Quantcast

Citistat To Hold CityAgencies Accountable

Negotiations are currently underway between the mayor and the City Council to enact legislation for an online database designed to hold city agencies responsible for their work. The bill, written by Councilman Eric Gioia, calls for the installation of a website, Citistat, and was met with considerable approval during Monday’s hearing of the City Council.
“This is common sense, bringing private sector technology into government agencies,” Gioia said. “People pay a lot of money in taxes, and they should get a much better product.”
Along with providing a “transparency” in government to the public, Citistat would also force city agencies to set goals and measure their results, Gioia said, allowing government leaders to better manage the agencies.
Citistat, based on a program first implemented in 2001 in Baltimore, forces city agencies to meet with the mayor and an appointed inquisitor every two weeks. City agencies must prepare documentation and information about how their budget is allocated and what progress they have made since the previous meeting. These findings are then put online for public access, allowing both the public and city officials to track results in each agency.
Much like a private company, the boss — Mayor Michael Bloomberg — would hold each section of his staff accountable for their progress at meetings every two weeks.
The new program would also expand upon a data collection system, Citywide Accountability Program, CAPstat, instituted by Mayor Rudolph Giuliani, which posts neighborhood statistics but does not track changes.
With Citistat, New Yorkers will be able to see how many overtime hours were worked in the Department of Buildings, how many broken street lights are in a particular neighborhood, and what are the longest and shortest response times of the FDNY, all with a few clicks of the mouse.

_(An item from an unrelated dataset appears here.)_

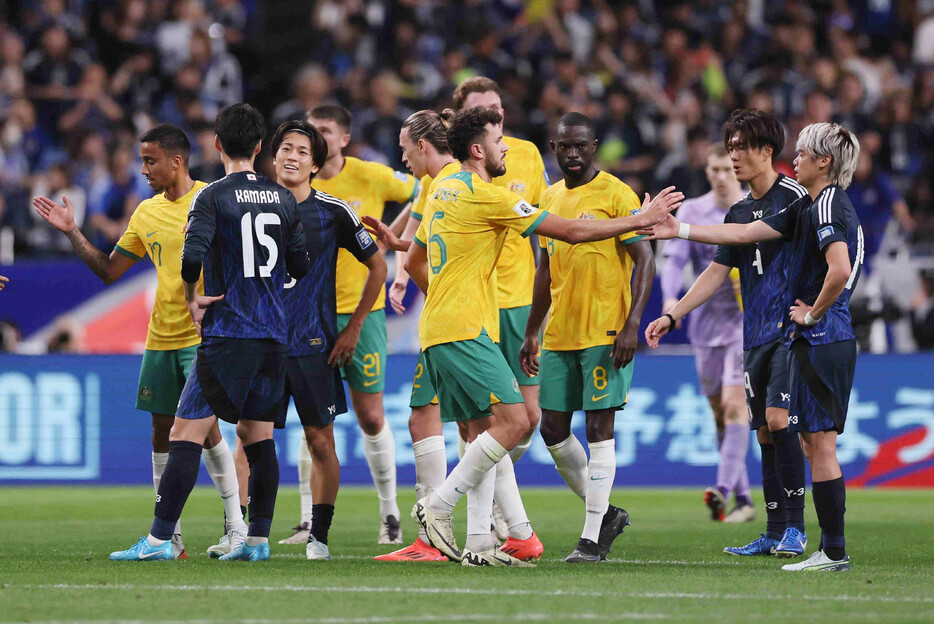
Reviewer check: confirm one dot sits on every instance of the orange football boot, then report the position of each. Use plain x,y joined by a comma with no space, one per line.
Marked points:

Detailed information, which once was available only for the NYPD through Compstat, could now be provided by all city agencies.
In Baltimore, critics originally said that forcing city agencies to collect data will take up a large portion of their time, that calling agency heads into the office every two weeks would lead to undue tension, and that the data would not lead to any major improvements, but those complaints have mostly subsided.
In the three years following the implementation of Citistat, Baltimore officials discovered that over $43 million was being misspent and has since re-allocated the funds.
Gioia said that he hopes the program could show similar findings within city government.
“I can not promise New Yorkers that their tax dollars are being well spent,” said Gioia, who chairs the Oversight and Investigations Committee. “What I’ve seen is tax dollars being wasted and people not being helped.”
In Baltimore, the cost to install Citistat was about $20,000, and the bulk of maintenance costs were about $250,000 per year to pay the salaries of five full-time employees, according to an article in The Baltimore Sun.
What Citistat would cost to install in New York has not yet been determined.